For a bit of inspiration, here are some of our beer and meat pairing suggestions. Get creative too — we threw some of the Snackingham ham in a macaroni cheese and it worked amazingly. And the Moons Green Helfire Sticks go incredibly well with Chilli Heatwave Doritos… so much so that we reckon you could chop them up, add them to some mozzarella cheese and bake them on top, like superhot nachos. Are our minds melting due to lockdown? Perhaps. But the deliciousness is undeniable.

Proper Pork Crackling — BBQ Flavour

A good crunch with a warm black pepper spice, sprinkled with sweet smoky paprika giving it a bit of a fireside vibe. While our immediate instincts were to jump to the golden notes of a Marzen, everyone knows pork scratchings have a lifelong partner in the zingy, late-afternoon glow of an English IPA. For something a little different, try a Belgian pale like Taras Bulba by Brasserie de la Senne to balance bitterness with spice, or a Black IPA like Black Iris Brewery’s or Black Betty by Beavertown.

Moons Green Hellfire Beer Sticks

These salami sticks are like fancy Pepperamis, filling the mouth with welcome, spiky spice. Although the name denotes the level of chilli spice reserved for hazing challenges and YouTube videos, they’re actually not too spicy at all, just a great level of tingly hum, that wavers over warming flavours of sun dried cayenne and sweet, salty pork. We washed these down happily with the dark roasty notes of Beak Brewery’s Pencil India Porter, and were very happy with the pairing indeed. The chilli spice would also be great with dark chocolate notes, so if you’re looking for some extra inventiveness points, seek out a Stout with great bitter chocolate potential — like Runaway Brewery’s gorgeous effort.

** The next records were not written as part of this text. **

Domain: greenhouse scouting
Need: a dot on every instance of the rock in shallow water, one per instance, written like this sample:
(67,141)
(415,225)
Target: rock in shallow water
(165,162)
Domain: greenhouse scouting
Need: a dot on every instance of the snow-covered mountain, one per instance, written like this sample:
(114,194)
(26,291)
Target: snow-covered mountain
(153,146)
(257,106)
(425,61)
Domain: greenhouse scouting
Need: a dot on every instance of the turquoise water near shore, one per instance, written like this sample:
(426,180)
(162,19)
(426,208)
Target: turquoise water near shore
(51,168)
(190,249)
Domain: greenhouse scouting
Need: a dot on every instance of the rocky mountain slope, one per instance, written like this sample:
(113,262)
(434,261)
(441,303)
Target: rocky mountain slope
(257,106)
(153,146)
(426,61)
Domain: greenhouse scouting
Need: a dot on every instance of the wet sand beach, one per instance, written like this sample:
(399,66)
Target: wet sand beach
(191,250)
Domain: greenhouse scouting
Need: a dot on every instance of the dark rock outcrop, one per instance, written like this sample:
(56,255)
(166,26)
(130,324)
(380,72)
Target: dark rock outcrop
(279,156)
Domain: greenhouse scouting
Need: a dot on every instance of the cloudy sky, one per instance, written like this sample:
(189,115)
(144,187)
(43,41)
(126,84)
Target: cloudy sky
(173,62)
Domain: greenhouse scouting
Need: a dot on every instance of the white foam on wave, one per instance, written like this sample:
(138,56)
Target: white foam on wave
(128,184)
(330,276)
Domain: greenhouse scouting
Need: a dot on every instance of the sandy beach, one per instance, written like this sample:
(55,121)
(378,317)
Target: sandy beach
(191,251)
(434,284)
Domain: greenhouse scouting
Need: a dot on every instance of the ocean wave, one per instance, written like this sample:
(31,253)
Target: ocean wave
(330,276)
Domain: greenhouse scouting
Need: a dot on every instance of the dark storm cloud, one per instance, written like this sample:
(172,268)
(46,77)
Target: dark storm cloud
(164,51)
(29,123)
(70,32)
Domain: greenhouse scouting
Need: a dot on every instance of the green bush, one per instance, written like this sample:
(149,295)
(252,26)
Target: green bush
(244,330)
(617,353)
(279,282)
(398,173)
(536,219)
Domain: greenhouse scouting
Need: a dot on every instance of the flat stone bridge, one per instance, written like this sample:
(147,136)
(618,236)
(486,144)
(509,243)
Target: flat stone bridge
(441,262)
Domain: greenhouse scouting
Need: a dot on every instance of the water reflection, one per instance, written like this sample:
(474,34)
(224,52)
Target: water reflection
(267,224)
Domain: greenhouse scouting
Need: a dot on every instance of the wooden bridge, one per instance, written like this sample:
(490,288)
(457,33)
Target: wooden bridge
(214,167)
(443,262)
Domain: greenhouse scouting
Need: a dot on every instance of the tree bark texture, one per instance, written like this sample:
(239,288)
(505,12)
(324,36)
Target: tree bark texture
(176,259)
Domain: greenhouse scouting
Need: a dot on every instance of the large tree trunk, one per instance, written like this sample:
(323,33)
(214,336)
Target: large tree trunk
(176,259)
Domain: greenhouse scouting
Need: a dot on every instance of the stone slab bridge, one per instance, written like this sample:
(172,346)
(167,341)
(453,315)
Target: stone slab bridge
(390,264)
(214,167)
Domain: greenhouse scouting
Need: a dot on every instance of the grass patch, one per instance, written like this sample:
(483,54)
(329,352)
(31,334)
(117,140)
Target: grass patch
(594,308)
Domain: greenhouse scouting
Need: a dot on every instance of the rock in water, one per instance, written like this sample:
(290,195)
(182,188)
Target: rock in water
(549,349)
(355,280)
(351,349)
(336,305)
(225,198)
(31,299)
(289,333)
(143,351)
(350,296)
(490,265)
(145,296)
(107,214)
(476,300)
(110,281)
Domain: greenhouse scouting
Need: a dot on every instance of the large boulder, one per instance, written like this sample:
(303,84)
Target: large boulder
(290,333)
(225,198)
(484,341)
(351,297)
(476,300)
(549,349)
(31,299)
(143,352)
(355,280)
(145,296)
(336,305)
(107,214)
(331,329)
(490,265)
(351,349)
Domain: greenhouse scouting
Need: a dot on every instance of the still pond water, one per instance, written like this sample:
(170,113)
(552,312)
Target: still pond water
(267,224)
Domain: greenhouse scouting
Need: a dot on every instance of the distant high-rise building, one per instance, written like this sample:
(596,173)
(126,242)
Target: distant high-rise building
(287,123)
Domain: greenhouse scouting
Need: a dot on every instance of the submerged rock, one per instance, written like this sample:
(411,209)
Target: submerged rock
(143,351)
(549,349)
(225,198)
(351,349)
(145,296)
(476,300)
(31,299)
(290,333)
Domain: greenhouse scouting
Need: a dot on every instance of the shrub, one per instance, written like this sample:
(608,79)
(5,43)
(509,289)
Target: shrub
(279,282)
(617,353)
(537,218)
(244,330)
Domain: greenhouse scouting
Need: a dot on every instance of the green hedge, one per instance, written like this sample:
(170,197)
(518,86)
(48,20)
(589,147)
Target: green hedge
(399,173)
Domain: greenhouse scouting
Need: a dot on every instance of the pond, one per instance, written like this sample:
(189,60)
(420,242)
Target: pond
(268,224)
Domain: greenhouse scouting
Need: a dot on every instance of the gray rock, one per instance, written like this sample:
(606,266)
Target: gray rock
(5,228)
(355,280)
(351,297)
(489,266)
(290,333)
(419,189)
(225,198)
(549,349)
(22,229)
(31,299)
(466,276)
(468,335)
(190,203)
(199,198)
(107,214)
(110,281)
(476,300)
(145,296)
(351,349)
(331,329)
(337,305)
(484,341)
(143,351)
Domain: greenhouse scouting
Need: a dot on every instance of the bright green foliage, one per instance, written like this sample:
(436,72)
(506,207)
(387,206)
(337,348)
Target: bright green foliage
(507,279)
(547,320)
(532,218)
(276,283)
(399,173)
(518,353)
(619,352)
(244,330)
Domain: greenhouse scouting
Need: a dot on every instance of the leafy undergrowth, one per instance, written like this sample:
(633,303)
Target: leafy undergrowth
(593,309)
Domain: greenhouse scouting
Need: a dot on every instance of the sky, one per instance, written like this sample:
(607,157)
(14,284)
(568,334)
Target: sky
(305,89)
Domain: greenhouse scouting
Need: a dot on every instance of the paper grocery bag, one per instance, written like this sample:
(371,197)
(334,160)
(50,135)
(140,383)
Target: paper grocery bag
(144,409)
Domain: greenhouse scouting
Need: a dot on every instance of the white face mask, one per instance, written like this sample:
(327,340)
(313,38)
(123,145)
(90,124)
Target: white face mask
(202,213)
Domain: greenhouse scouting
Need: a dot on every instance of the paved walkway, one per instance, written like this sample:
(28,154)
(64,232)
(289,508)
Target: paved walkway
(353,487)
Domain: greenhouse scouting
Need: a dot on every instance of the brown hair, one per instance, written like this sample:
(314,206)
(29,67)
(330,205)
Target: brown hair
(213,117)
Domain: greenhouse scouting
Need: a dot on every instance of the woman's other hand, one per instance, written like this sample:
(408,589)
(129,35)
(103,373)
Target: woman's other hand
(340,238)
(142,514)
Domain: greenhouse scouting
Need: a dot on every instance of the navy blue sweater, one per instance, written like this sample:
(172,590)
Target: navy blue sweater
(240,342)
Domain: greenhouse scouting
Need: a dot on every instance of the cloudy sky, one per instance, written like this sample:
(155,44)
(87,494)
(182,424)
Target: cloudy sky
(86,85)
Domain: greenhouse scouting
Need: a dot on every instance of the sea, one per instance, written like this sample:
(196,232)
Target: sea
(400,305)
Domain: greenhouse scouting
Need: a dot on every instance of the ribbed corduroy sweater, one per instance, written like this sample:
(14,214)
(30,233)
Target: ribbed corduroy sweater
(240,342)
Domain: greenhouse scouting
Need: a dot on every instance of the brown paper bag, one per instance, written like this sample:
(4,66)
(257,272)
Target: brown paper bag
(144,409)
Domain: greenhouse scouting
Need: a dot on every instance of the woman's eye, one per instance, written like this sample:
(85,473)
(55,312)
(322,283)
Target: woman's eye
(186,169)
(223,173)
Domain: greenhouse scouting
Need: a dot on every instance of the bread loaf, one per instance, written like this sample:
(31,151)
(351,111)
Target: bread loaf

Gloucester Biltong — Naga Chilli Flavour

Chewy, umami strips of meatbark that nip you with spice as they soften in your mouth. They’re also gluten free, so a great snack option if you’re coeliac. There’s a garlic version too, but we’re tasting the naga chilli version, because we love it muy caliente. Can’t shake the feeling that this would go great with a lovely smoky Rauchbier, or a smoked porter. Maybe something like Ardbeg’s The Shortie smoked porter, or Fallen Brewing Co.’s Blackhouse. What you want here isn’t to match up the flavours so they sink into each other, but challenge them, so that you can enjoy both the snack and the beer on different levels. Think of this sort of flavour pairing like the mustard you spread on your ham, rather than butter you melt into your mash.

Serious Pig — Snackingham Air Dried Ham

Like serrano ham with a bit of chew, or a chunk of salty pig jerky, the ham in this snackpacket is a welcome respite from the big and beefy flavours of the Gloucester Biltong. Ideal as a snack with a beautiful pilsner, it would also taste great with something a little orangey — maybe a juicy West Coast IPA like Dripping Pitch by Duration. Yes, we think so very much. Other flavours that pair with pork are spices like clove and coriander, so why not crack open one of those lovely witbiers you’ve been saving for when you were in the mood? Don’t lean back on Blue Moon either, we’ve seen some great witbiers made by UK breweries like Duration and Unity in recent years. Ask your local bottle shop for a hand looking for something perfect, or give it the old typey-typey in the Beer52 search bar.

Deli Farm Charcuterie —Fennel and Anise Salami

Classy, right? A true mainland Europe flavour combo that can’t help but pair excellently with a lovely little Grisette or a Saison. You want that funky flourish to lift the salty salami into its rightfully elevated place. The dryness of these beer styles also help to cut through the fattiness of the meat, and brings freshness and a thirst-quenching brightness. Fyne Ales have made a beautiful Grisette in the past called Beer/Life Balance, but there are plenty of breweries out there trying their hand at farmhouse beers. We’d also recommend keeping an eye out for Wide Street Brewery, who create all their beers with wild yeasts, and would therefore be a beautiful combo with aged dried salamis like this one. If your palate isn’t really into getting down in funky town, grab a tight, refreshing Amber or IPA made with more spicy hop varieties like Challenger, Chinook or Perle, and enjoy the way the aromas sync up.